RATIN

EAC Summit rescheduled for this month

Posted on January, 16, 2019 at 09:23 am


LEADERS from the six East African Community (EAC) partner states are due to meet here this month for the ordinary meeting of the Heads of State Summit.

Briefing journalists here yesterday, EAC Secretary General Ambassador Libérat Mfumukeko said all the member states have confirmed participation in the 20th meeting of the EAC Heads of State after it was postponed twice following Burundi’s boycott.

Though he wouldn’t disclose the actual date for the Summit, the Secretary General of the intergovernmental organisation of the six countries said the stage was set for the much awaited Summit.

“All partner states are willing to participate in the meeting, all the six countries are committed to move in the same direction as far as the political integration is concerned,” explained the EAC Secretary General.

The Secretary General’s assurance comes amid a series of postponement and rescheduling of the summit.

A similar summit failed to take place in November 30 last year after Burundi put a no-show to the meeting that was supposed to take place at the Arusha International Conference Centre (AICC).

Announcing the postponement of last year’s Summit, the chairman of the EAC Council of Ministers, Dr Kirunda Kivejinja said the decision was reached after the meeting fell short of the prerequisite quorum due to Burundi President Pierre Nkurunziza’s failure to send a representative to the high level meeting.

The East African nation failed to offer any reason to their dodging of the meeting.

All countries sent their representatives to Arusha, save for the troubled country.

This compelled the Council of Ministers to reschedule the summit to December 27 last year which still failed to take place.

It was apparent that Burundi wouldn’t send their delegates to the meeting.

Last month the embattled Burundian President Pierre Nkurunziza wrote to the Chairperson of the EAC Heads of State, Yoweri Museveni requesting for a ‘special regional’ summit to resolve what he termed as an ‘open conflict’ with neighbouring Rwanda.

In the December 4, 2018 dated letter, Bujumbura accused Kigali of being behind its crisis that started in April, 2015.

The letter to Uganda’s Ambassador to Burundi, Major General Matayo Kyaligonza requested the EAC Heads of State chaired by President Museveni to organise an extraordinary Summit to resolve the conflict with its neighbour.

But, speaking yesterday, Ambassador Mfumukeko quashed reports of ‘bad blood’ among some partner states.

He said all the EAC member states were working harmoniously in the integration spirit as envisioned in the treaty of the establishment of the community.

“There’s no misunderstanding as it is widely reported by a section of local and international media,” he said.

In the same vein, the Secretary General maintained that all member states were remitting their financial obligations to the secretariat.

Though he acknowledged that each country had its fair share of challenges, Ambassador Mfumukeko said each of the six member states were complying with their obligations.

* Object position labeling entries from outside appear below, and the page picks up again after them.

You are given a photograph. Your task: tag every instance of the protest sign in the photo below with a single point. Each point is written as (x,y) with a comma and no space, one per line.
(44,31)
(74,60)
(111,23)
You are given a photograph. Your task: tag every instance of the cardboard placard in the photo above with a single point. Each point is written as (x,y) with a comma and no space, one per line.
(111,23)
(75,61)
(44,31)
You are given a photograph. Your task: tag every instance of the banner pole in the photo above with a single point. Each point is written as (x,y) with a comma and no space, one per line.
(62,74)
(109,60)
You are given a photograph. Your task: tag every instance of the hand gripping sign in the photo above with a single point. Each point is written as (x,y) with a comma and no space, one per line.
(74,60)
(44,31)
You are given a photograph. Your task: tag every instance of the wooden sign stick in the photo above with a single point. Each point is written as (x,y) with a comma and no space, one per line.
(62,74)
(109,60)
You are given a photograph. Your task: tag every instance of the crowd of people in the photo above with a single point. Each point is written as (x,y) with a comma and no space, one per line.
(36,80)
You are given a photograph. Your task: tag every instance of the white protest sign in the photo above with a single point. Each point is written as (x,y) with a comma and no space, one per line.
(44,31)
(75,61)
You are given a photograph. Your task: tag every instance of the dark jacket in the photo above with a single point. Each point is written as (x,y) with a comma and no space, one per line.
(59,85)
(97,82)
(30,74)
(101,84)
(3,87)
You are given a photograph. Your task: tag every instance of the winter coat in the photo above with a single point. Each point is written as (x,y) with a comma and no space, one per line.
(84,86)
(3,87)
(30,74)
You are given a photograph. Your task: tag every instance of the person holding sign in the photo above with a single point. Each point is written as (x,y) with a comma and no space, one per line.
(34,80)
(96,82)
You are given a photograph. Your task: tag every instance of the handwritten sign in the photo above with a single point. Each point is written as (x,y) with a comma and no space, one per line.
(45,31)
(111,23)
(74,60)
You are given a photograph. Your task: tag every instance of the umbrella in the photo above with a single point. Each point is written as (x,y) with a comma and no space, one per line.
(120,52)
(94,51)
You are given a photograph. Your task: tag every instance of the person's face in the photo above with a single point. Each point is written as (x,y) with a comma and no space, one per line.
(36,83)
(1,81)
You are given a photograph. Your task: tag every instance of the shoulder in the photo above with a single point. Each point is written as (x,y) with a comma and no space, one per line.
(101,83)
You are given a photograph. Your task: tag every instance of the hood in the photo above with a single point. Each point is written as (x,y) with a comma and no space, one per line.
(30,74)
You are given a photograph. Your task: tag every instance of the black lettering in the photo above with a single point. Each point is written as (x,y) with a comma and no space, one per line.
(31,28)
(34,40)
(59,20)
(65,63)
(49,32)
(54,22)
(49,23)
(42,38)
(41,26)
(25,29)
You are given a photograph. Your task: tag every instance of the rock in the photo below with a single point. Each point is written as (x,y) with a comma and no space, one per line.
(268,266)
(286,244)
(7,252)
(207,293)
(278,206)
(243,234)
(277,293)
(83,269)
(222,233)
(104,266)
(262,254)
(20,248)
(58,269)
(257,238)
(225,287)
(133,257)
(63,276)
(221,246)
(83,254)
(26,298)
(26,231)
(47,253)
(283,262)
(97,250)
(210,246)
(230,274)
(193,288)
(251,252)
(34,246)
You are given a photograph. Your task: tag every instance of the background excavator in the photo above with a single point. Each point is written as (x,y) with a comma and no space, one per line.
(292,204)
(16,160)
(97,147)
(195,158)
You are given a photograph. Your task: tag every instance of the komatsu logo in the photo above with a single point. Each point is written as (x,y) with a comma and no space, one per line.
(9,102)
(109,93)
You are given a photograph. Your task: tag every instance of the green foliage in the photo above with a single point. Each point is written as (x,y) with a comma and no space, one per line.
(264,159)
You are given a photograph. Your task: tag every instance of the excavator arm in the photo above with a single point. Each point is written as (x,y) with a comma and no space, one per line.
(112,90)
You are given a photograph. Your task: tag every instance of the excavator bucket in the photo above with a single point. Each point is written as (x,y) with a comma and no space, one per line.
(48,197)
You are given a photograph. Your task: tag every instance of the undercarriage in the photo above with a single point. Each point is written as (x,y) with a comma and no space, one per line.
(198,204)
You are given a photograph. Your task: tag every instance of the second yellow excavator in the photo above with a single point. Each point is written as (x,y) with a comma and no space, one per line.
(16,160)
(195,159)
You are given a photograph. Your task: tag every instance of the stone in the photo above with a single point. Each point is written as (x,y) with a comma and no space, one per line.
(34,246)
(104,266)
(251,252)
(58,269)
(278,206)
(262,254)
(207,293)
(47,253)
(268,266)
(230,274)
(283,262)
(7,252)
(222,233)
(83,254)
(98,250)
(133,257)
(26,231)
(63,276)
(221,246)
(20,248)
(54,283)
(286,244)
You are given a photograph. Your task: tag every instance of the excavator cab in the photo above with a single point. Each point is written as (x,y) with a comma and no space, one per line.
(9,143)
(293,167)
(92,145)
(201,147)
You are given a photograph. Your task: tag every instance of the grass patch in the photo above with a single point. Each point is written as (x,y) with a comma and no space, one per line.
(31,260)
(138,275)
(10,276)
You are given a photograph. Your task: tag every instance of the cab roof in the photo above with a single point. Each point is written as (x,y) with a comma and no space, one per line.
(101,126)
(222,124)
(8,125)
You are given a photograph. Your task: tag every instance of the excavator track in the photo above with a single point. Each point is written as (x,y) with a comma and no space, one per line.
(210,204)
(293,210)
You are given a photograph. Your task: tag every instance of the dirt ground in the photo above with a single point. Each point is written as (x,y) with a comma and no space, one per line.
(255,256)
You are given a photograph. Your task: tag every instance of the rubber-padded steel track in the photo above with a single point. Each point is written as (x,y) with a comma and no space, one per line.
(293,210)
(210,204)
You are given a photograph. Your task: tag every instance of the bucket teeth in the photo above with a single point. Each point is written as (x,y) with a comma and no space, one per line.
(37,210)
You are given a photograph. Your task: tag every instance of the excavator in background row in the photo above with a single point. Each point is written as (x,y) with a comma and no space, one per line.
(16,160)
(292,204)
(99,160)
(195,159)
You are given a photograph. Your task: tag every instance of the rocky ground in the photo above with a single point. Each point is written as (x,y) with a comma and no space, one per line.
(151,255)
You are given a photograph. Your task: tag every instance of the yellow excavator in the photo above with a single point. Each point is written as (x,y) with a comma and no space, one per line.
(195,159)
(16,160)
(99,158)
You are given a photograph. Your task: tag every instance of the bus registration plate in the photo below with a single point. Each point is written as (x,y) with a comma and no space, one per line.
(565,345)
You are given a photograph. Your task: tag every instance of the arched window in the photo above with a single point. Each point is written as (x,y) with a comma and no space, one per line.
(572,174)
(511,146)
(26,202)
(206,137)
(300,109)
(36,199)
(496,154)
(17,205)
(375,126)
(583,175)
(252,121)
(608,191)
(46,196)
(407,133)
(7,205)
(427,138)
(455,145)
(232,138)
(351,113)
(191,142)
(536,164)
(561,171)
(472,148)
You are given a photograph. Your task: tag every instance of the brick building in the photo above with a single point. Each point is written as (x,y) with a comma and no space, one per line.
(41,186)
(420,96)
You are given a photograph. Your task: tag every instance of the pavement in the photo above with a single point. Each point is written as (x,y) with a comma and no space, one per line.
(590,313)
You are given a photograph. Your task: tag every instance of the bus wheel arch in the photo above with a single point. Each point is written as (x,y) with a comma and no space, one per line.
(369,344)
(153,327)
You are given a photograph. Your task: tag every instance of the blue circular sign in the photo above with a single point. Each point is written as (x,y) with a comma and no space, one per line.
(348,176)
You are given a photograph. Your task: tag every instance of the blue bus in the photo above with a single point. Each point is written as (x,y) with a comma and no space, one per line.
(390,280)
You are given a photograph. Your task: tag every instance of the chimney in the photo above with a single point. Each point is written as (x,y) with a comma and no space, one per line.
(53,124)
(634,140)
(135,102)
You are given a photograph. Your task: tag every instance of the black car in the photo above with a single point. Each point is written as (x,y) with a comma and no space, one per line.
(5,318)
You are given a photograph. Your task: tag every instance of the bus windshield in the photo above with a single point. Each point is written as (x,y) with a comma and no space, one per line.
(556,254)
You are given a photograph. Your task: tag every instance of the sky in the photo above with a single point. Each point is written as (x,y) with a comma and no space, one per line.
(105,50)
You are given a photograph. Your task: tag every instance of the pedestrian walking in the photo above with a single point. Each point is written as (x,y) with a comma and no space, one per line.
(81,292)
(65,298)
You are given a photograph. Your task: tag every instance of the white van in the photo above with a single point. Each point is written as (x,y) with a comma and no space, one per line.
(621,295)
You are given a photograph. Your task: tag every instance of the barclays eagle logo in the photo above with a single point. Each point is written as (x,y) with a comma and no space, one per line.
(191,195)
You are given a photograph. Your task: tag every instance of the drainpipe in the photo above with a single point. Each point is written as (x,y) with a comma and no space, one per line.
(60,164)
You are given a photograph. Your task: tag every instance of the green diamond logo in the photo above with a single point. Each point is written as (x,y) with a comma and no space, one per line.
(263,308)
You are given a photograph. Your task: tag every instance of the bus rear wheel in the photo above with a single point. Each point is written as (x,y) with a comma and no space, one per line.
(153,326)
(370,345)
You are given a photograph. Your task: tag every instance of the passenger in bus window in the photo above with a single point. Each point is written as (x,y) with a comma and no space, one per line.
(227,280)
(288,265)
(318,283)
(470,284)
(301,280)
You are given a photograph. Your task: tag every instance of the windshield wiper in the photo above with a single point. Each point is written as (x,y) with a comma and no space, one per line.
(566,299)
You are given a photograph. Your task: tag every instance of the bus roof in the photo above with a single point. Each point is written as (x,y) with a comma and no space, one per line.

“None of the countries have been late for two months in sending their contributions, if they weren’t contributing the Secretariat would have shut down,” said the Secretary General.

He however admitted that Burundi and South Sudan still had arrears that needed to be settled.

According to Ambassador Mfumukeko, each year the EAC Secretary General receives 80 per cent of all the contributions from the member states.

His assertion comes hardly a month after the Lawmakers at the East African Legislative Assembly (EALA) raised flag on the pace of the contribution from some partner states.

The EALA members who converged in Arusha for the third meeting of the assembly’s second session, called on Partner States to duly remit their financial obligations to address the financial crisis that has hit the EAC Secretariat.

The legislators now want the six member states to start submitting their contributions in a ‘timely manner and fashion’ to resolve the dire financial crisis that has marred the economic bloc.